Without having to spend too much money you are that much closer to more shares and hype for your business.
Cold hard cash
Who doesn’t love THAT as an incentive? You could offer your customer advocates cash in exchange for leads that convert. Something as simple as $50 cash for every five paying customers could mean bigger profits for you.
3. Stay in touch
The more you can keep in touch with your loyal customers, the more likely they are to transition into an advocate. A few ways to do this include:
- Automatic emails that you schedule to send out on their birthdays and customer anniversaries. On the one-year anniversary of their first purchase you could send a note that says, “Happy anniversary,” along with a coupon to buy again. The month or day of their birthday send a nice note with a freebie to get them back in the doors.
- Send text messages, emails and even snail mail of news and upcoming events
- Give them a phone call — no one really does that anymore, with the exception of that company who’s trying to reach everyone about their expired vehicle warranty, so perhaps it could help you stand out.
- Mail them a surprise care package. For cost purposes, obviously, you’ll want to save this for your customers who are frequenting your business the most, but you get the idea.
Don’t forget to include your social media handles and relevant hashtags with your surprise care package in case they decide to do an unboxing video! According to Looka, “unboxing videos have recently increased in popularity during the COVID-19 crisis that prevented many consumers from shopping in-stores.”
These unboxing videos also circle back to the exclusivity factor. FOMO (Fear of missing out) is real. And, when people see an unboxing of something that isn’t necessarily available to the public, they are that much more intrigued as to how they can get in on it. Clubhouse invite anyone? Oh wait! I don’t have an iPhone – moving on!
4. Nurture the relationship
Keep nurturing that relationship even as new leads come in. The fastest way to lose a customer advocate? Stop showing them you care. Here’s the thing — people want to feel like they matter. When it seems like you genuinely have an interest in them, they are more likely to preach the gospel of your stellar customer service.

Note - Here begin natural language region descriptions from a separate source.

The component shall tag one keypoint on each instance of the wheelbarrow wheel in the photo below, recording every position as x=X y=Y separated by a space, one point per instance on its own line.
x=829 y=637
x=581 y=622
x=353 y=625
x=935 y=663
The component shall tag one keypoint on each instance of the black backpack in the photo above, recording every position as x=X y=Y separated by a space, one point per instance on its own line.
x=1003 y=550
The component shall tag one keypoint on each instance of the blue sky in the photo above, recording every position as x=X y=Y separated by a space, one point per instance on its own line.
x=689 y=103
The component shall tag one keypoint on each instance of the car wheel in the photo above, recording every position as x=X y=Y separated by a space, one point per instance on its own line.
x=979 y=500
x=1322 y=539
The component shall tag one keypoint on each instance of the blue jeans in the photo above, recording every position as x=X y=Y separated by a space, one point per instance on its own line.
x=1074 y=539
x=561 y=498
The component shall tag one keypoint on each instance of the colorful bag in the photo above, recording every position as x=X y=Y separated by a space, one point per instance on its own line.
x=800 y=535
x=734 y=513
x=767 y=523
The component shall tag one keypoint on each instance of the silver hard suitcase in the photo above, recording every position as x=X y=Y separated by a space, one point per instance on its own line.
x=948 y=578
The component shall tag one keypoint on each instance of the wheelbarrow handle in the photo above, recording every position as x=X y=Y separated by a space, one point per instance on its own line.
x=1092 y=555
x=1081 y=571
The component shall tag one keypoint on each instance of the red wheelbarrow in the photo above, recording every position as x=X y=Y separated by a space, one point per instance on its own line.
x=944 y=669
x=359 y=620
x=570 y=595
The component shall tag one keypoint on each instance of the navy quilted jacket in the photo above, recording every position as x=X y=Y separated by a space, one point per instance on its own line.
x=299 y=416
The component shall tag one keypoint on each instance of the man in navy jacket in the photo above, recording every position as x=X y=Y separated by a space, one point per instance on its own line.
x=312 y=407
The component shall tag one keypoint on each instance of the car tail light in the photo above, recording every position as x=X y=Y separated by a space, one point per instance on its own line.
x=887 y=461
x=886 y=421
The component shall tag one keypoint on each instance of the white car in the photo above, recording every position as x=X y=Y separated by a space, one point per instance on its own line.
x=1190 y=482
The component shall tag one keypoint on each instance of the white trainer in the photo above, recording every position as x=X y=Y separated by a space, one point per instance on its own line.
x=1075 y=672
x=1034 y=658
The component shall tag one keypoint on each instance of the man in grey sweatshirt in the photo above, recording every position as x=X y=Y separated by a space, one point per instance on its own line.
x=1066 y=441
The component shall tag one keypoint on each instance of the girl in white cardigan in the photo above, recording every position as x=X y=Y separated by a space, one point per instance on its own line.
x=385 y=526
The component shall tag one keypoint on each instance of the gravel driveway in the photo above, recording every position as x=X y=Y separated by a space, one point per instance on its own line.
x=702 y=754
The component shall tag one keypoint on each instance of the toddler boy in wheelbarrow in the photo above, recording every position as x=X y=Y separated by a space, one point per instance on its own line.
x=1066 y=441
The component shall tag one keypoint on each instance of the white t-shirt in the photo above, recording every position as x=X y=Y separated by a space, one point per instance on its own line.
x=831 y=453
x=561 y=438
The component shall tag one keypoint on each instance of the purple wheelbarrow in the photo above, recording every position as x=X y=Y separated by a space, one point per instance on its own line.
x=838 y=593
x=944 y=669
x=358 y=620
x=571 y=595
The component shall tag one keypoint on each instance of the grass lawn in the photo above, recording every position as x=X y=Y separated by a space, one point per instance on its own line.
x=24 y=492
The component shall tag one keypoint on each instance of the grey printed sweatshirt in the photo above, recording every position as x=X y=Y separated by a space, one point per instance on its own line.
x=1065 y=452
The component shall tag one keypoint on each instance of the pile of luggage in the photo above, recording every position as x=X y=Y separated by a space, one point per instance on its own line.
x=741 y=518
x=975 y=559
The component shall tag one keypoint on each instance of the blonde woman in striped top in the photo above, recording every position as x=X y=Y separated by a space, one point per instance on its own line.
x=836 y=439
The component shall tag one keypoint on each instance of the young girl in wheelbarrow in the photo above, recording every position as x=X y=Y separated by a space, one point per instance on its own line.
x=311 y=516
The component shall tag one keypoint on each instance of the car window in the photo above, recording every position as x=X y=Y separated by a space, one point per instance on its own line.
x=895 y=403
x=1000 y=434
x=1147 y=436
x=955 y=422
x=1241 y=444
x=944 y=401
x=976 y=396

The kicker is you can’t just squeeze some leads out of them and then drop them like a bad habit.
You have to keep the love going. Don’t neglect them once you start getting more business. A long-term customer advocate is the goal here so that you can keep building on top of all the free promo.
If they haven’t reached out in a while, or haven’t made a purchase, reach out to them. Don’t pitch them, just check in. Let them know how grateful you are that they are a part of your business’s community.

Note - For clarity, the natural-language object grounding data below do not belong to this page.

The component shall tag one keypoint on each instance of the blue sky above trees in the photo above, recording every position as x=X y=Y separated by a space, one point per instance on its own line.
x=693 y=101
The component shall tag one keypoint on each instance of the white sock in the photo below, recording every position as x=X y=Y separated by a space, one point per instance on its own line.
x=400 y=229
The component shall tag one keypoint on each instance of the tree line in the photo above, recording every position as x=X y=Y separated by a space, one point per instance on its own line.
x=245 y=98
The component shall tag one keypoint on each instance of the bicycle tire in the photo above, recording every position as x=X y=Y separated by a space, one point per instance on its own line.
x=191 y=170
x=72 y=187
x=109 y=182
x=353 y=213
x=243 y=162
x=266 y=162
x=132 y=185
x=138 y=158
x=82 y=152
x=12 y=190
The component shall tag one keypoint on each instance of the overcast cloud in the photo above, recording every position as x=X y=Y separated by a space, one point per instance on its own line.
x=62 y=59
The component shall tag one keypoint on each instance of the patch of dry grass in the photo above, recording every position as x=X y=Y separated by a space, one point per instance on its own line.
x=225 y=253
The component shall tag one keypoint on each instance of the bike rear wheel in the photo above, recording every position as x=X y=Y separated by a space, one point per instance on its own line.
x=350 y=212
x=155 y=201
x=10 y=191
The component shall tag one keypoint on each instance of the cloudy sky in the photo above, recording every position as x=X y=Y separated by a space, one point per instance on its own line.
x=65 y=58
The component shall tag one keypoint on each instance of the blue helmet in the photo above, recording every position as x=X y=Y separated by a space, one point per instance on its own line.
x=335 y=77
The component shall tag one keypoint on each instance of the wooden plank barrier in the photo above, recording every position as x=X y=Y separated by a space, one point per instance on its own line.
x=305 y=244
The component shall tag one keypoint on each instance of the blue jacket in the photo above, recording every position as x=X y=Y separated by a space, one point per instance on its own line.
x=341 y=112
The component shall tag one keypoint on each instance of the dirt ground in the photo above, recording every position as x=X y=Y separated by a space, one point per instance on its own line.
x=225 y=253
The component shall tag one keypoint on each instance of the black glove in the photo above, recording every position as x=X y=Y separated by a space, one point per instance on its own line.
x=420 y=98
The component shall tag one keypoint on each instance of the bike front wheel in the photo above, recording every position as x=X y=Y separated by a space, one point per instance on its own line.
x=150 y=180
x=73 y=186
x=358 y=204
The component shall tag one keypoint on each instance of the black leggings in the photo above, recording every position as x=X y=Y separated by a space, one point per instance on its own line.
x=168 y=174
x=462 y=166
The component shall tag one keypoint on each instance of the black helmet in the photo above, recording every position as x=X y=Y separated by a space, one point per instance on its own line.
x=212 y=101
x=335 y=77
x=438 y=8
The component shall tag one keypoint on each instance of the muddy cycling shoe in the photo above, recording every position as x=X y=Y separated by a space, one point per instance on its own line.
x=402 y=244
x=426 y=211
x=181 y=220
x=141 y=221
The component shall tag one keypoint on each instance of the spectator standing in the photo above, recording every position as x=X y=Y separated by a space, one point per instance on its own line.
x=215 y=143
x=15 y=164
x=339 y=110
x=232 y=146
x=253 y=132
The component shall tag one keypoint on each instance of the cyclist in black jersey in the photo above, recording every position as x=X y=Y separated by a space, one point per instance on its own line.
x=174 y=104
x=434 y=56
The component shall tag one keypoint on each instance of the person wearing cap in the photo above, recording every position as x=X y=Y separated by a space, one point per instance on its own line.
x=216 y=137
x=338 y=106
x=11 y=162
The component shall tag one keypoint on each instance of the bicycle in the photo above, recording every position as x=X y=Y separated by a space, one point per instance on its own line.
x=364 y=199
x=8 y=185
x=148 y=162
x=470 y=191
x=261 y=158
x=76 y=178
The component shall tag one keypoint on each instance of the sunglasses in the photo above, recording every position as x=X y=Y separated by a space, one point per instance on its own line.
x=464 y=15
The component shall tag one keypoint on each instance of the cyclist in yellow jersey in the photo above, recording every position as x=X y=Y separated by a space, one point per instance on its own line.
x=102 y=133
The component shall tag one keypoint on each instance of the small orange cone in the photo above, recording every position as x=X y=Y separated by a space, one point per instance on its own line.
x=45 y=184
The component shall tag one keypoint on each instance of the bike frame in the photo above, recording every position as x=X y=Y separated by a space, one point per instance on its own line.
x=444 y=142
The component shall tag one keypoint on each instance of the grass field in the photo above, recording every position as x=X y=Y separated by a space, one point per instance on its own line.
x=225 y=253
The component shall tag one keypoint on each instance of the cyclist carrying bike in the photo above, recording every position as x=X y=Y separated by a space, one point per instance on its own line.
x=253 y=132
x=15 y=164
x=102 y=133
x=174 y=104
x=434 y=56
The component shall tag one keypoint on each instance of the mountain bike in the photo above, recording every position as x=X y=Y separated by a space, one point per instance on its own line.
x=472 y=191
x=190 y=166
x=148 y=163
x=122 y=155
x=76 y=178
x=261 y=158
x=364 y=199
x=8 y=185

5. Turn new customers into new customer advocates
Once you start converting those leads from your current customer advocates into customers, you can start the process of transitioning them into advocates as well.

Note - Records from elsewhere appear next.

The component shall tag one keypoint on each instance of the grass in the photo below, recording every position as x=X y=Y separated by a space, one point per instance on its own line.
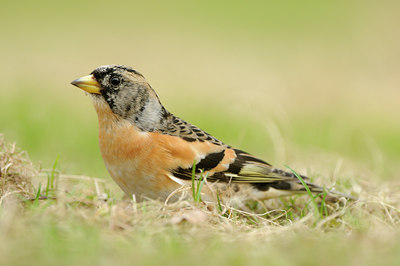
x=310 y=84
x=85 y=222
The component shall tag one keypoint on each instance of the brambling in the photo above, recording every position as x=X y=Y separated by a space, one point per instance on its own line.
x=150 y=152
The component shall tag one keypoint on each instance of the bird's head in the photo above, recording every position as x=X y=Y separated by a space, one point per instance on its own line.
x=126 y=92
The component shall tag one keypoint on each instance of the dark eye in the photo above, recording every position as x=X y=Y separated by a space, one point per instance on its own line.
x=115 y=80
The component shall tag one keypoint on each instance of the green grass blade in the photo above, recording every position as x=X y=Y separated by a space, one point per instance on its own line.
x=314 y=203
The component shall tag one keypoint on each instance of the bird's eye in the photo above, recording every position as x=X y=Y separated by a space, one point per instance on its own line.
x=115 y=80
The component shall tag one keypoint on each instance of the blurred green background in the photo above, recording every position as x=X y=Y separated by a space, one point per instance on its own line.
x=286 y=80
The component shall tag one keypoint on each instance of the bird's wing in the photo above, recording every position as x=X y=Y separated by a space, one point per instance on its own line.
x=225 y=164
x=180 y=128
x=236 y=166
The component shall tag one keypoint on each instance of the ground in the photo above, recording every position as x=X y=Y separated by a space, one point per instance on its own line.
x=308 y=84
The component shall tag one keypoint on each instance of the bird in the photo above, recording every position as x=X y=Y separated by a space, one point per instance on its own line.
x=150 y=153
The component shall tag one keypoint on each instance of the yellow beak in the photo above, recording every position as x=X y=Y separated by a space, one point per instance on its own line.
x=87 y=83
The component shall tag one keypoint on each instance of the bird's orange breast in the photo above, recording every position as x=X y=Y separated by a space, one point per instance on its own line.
x=140 y=162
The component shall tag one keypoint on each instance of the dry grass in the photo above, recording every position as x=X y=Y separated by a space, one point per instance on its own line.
x=83 y=211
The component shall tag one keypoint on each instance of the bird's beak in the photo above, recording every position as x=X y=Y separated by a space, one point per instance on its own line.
x=87 y=83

Building relationships and making offers. Converting those offers to sales. Wowing them with the sale, and making them so happy they can’t wait to spread the news of your business. And ‘round and ‘round we go.
With a little luck, and a lot of relationship building and nurturing, your business will have several customer advocates bringing you heaps of leads in no time. Who knows? You might get so busy you have to expand your business. Talk about a great problem to have!